Mbak Santi dan Mas Norman benar-benar menjamu Saya dengan luar biasa hangat. Keinginan Saya yang aneh-aneh, seperti ingin mengunjungi desa dan berinteraksi dengan orang lokal berusaha dipenuhi oleh pasangan ini. Bahkan Mbak Santi sempat-sempatnya memasakkan pempek, makanan favorit Saya. Beribu terima kasih untuk kebaikan dan keramah tamahannya ya Mbak Santi dan Mas Norman.

Si kembar Celline dan Charice juga menjadi ‘mainan’ seru tersendiri di perjalanan Saya kali ini. Dulu, seperti halnya anak-anak perempuan kebanyakan, Saya sangat ingin memiliki anak kembar. Salahkan Mary-Kate dan Ashley Olsen dan film The Parents Trap yang membuat kehidupan anak kembar terlihat begitu seru dan menyenangkan.

Setelah beberapa hari berinteraksi dengan si kembar, pandangan Saya sedikit berubah. Menjadi anak kembar mungkin sangat menyenangkan, karena punya sahabat, teman bermain, dan tempat saling bercerita sejak lahir, namun untuk menjadi orang tua anak-anak kembar, rasanya tidak semua manusia siap menjalaninya. Membagi perhatian dengan adil itu sangat susah. Tetap fokus saat ada dua anak yang bergerak-gerak mencari perhatian membutuhkan Kita juga tidak mudah.

Malam pertama di Suva, Mbak Santi dan Mas Norman mengajak Saya berjalan-jalan di dalam kota. Melihat-lihat pertokoan dan menonton bioskop di salah satu teater terbaru dan termodern di sana.

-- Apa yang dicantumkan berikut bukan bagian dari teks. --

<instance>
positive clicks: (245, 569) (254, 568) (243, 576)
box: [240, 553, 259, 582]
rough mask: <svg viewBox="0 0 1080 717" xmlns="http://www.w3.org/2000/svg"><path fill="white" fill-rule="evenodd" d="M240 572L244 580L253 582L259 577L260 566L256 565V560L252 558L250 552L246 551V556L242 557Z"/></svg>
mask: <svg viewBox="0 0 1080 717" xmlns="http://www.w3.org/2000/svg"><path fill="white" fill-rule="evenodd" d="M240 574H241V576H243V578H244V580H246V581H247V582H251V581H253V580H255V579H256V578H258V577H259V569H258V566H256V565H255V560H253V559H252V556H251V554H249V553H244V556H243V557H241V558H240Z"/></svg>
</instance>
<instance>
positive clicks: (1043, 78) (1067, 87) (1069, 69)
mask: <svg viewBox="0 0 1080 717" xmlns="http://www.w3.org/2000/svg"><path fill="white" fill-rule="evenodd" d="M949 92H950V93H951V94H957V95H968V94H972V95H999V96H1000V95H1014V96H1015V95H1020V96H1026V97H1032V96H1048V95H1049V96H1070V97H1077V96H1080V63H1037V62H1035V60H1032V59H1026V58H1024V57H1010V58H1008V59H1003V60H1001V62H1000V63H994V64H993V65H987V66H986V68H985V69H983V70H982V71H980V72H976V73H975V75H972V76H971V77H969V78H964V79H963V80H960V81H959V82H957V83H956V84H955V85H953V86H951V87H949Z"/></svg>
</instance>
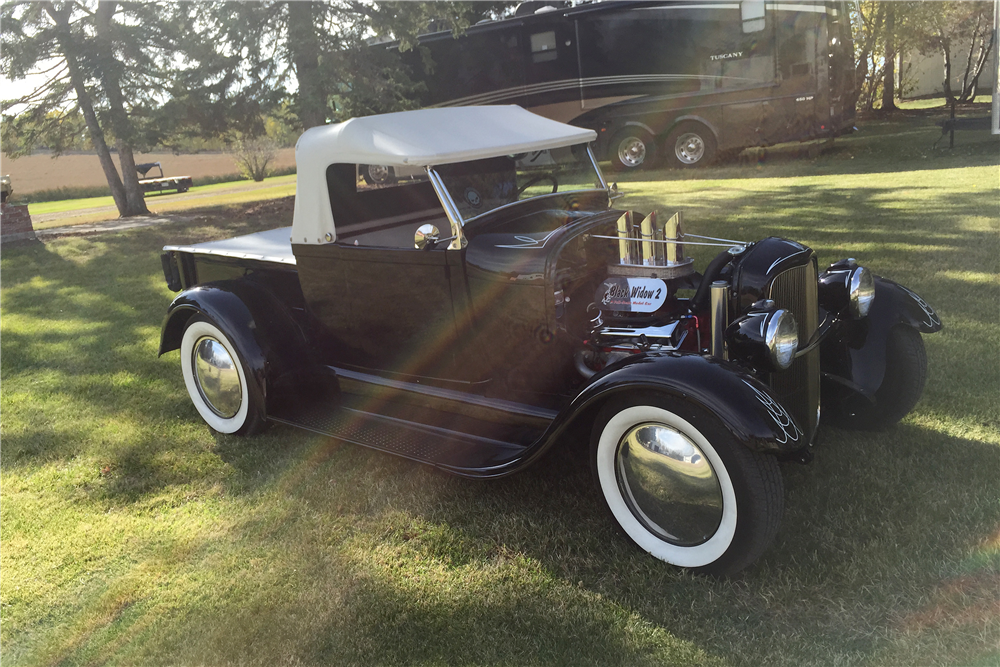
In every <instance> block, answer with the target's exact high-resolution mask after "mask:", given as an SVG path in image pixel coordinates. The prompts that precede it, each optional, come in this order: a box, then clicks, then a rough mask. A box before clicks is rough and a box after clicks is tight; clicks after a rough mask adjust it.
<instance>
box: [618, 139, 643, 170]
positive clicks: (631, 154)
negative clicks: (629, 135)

Mbak Santi berpendepat, Suva itu seperti Jakarta di tahun 70-an. Dan setelah melihat dengan mata kepala sendiri, Saya sangat setuju dengan pendapat tersebut. Bangunan-bangunan pertokoan di ibu kota negara kepulauan itu begitu sederhana, fungsional, dan apa adanya. Seperti Kings di Bandung atau Cinere Mall di awal pembangunannya. Tidak ada mall-mall berdinding kaca yang megah, dengan papan nama raksasa dari produk-produk internasional berharga selangit yang membuat segan manusia tak bermodal untuk sekedar menginjakkan kaki di dalamnya. Semuanya hangat dan sederhana dalam menyambut siapa saja yang hendak mengunjunginya.

Para pengunjung dan penjajanya pun datang dengan pakaian apa adanya. Tidak ada parade model-model palsu, yang sengaja mendempul wajah dan berlomba-lomba memakai pakaian terbaiknya hanya untuk berjalan tanpa arah dan berusaha membuat kagum orang-orang yang tidak dikenalnya. Saya suka kesederhanaan yang seperti ini.

Esok paginya, Mbak Santi mengajak Saya jogging di pinggir pantai Suva. Pantai-pantai di pulau utama Viti Levu tidak begitu bagus. Seperti layaknya pantai di Ancol yang biasa saja. Tetapi yang membuat pemandangan hari itu begitu cantik adalah langitnya yang masih luar biasa biru, bebas polusi, dan terasa begitu dekat.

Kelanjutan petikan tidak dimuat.